This works but the time complexity is O(n^2) where n is the length of src. If the
input can be very large, the cost is unacceptable.

Improved algorithm splits the input into blocks, which reduce the time complexity to
O(kn) where k is the block size, and n is the length of src, it generates slightly
longer result than naive BigInt algorithm, but it is worth for the reduced time
complexity. When k is n, it degrades to the naive algorithm, when k is 1, the output
length is twice of the input, we don't want that. 32 is chosen as the block size
in library [saltpack/encoding/basex](https://github.com/keybase/saltpack/blob/master/encoding/basex).

Inspired by the [java implementation by glowfall](https://github.com/glowfall/base62),
this library is not BigInt based, it encodes and decodes any arbitrary bytes in O(n)
time complexity. Here is a brief description of the algorithm.

This library uses a variadic length encoding, for each 6 bits, if the value is in range
[0, 62), it can be directly map to the 62 characters, if the value is 62 or 63 which
exceeds 61, we turn to encoding just the lower 5 bits. If we find a way to recognize
the 5 bits pattern, then we can correctly decode it back to the source data.

The binary representation of 62 and 63 is:

62 - 0b_0011_1110
63 - 0b_0011_1111

They have a common mask `0b_0011_1110`, in range [0, 62), there are another two integers
have a similar mask `0b_0001_1110`, 30 and 31, which is:

30 - 0b_0001_1110
31 - 0b_0001_1111

The four integers 30, 31, 62, 63 share a common mask `0b_0001_1110`, while all other
integers in range [0, 64) don't share the mask, i.e. for all other integers, the
expression `value & 0b_0001_1110 == 0b_0001_1110` evaluates to false.

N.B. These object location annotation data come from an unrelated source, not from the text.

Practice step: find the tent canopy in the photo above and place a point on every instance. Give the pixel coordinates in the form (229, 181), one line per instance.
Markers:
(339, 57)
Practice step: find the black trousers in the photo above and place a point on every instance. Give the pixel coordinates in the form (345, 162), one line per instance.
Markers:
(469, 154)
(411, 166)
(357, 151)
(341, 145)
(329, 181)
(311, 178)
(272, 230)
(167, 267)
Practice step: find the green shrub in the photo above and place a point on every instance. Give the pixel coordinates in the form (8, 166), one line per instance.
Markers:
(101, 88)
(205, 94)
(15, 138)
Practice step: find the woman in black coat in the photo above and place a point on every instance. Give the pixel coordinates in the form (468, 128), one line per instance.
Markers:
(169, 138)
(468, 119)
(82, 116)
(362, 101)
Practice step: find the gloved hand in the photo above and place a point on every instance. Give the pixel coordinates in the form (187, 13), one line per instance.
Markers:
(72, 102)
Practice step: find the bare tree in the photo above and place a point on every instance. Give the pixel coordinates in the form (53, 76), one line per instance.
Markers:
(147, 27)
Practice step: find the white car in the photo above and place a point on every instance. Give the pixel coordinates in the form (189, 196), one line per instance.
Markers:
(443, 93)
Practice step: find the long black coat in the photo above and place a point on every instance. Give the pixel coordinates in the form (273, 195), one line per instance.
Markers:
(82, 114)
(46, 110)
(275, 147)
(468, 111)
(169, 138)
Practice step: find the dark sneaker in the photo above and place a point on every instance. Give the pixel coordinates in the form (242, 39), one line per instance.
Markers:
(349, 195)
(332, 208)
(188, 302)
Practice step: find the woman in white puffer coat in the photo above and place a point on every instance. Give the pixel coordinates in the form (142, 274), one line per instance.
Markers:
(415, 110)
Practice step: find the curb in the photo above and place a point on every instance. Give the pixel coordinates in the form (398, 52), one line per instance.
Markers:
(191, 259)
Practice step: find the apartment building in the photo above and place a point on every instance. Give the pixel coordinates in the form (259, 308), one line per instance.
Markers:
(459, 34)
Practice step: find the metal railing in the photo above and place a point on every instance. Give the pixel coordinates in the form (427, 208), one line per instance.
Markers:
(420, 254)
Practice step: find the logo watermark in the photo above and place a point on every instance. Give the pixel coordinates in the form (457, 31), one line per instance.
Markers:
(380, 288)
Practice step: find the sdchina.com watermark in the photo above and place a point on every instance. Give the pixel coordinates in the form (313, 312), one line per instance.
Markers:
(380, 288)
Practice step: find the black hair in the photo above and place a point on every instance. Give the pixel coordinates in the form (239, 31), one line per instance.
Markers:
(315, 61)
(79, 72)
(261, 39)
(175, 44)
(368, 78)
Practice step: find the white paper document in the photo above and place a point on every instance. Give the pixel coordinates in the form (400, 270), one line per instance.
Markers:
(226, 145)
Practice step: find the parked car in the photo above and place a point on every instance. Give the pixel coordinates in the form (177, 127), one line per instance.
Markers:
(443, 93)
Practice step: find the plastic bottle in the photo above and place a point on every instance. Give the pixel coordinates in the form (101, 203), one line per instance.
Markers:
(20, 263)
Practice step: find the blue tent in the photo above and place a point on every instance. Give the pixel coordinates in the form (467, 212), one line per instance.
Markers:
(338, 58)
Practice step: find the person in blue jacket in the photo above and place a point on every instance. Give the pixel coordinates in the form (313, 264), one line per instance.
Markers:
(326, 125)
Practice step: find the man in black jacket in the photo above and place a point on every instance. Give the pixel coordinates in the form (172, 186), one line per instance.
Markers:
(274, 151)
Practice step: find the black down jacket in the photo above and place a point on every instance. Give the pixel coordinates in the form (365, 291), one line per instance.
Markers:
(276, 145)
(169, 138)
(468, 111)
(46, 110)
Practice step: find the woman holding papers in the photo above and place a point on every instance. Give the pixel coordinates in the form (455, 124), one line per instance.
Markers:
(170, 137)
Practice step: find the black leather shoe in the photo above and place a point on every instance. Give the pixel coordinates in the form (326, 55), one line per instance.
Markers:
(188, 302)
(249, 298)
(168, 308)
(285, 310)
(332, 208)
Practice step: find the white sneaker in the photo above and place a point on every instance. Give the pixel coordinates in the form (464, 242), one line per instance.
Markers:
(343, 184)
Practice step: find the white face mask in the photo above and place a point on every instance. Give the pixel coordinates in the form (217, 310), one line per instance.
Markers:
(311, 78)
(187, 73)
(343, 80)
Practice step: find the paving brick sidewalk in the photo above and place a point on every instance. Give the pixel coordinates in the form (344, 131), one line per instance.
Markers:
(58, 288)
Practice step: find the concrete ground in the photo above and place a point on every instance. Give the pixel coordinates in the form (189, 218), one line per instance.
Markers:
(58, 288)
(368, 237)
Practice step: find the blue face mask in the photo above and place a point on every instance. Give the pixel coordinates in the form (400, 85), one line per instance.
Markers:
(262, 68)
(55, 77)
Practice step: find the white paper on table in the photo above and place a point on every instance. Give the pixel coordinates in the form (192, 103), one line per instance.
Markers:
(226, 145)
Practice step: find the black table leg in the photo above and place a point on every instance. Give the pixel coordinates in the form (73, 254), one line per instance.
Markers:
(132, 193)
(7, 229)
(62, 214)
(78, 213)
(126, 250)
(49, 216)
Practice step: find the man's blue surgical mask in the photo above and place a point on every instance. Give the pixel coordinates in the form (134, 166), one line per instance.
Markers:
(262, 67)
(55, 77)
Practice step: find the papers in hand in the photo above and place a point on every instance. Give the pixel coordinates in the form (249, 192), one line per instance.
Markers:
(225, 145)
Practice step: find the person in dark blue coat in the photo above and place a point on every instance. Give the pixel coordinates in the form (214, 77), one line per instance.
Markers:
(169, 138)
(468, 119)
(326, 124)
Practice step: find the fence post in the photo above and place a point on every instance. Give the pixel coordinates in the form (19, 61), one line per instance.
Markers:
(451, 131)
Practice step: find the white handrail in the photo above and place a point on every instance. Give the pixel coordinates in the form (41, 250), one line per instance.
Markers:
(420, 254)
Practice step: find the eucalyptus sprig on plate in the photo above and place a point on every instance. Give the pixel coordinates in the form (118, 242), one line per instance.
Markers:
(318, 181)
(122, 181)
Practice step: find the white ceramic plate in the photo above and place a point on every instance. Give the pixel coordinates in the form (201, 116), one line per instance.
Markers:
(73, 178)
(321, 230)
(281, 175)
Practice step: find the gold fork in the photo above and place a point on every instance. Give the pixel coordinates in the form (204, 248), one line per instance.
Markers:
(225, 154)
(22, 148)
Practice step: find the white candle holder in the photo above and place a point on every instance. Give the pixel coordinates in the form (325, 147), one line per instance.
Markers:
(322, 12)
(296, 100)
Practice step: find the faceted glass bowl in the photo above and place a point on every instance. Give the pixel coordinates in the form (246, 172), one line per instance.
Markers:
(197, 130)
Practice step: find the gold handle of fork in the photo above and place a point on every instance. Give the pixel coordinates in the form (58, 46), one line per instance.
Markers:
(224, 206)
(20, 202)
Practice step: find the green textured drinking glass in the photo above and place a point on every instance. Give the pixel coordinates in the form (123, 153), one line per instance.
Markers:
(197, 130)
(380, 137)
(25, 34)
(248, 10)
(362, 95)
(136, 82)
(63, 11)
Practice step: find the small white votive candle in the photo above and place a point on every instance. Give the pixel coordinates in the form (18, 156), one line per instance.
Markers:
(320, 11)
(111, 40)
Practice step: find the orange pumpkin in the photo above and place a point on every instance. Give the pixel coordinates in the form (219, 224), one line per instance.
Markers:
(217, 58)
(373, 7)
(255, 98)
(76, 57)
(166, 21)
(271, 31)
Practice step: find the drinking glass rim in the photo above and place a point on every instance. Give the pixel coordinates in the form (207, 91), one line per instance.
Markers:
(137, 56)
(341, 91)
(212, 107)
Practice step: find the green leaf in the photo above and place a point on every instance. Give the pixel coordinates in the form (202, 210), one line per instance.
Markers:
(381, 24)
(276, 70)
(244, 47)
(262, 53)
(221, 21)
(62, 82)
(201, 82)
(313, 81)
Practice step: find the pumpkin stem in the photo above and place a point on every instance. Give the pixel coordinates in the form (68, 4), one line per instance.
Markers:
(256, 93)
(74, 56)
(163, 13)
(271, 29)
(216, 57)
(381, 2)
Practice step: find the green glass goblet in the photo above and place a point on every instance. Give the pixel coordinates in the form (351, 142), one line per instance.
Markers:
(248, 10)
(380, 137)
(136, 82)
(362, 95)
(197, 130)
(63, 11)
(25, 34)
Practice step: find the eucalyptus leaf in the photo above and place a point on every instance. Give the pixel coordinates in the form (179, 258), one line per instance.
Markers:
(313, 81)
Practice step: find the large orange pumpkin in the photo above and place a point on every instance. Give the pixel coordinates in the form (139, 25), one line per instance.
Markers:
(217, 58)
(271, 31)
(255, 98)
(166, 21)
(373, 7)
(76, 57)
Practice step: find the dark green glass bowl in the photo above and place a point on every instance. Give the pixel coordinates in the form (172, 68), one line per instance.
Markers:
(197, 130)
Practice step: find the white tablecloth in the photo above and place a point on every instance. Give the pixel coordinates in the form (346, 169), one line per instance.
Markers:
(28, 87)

**This is the key point!**

We define a `compactMask` as `0b_0001_1110`.

When encoding, for each 6 bits integer x, if `x & compactMask == compactMask` is true,
it must be one of 30, 31, 62 or 63, we just encode the lower 5 bits, which are
`0b_0001_1110` (30) and `0b_0001_1111` (31), we leave the 6-th bit to next byte.

When decoding, for each encoded byte x, we check `x & compactMask == compactMask`, when
it is false, we know that the byte represents 6 bits in the raw data, it is in range
[0, 30) or [32, 62), else it represents 5 bits in the raw data, it is 30 or 31.

That is it, by using variadic length encoding, we successfully limit the value range
to [0, 62), we get very compact result and a simple O(n) time complexity for encoding
and decoding data of arbitrary length.

## Compatibility

This library guarantees that it can correctly decode data encoded by itself.

The encoded result is not compatible with BigInt based algorithm,
(e.g. [saltpack/encoding/basex, GMP and GnuPG](https://github.com/jxskiss/base62/issues/2)).

The algorithm may be ported to other languages in future (if someone does a porting,
I'm glad to link it here :-) ).

## Changelog

### v1.1.0 - 2022/1/3

1. Refactor the encoding code to be simpler and cleaner, as a bonus, it gives better
performance which is 1.5X~ faster than the old.
2. Add a brief description of the algorithm and state the compatibility with other
Base62 implementations.

### v1.0.0 - 2021/10/23

First stable release, the package has been used in several small and medium projects.

This release adds new APIs which help to reuse buffers to reduce memory allocation.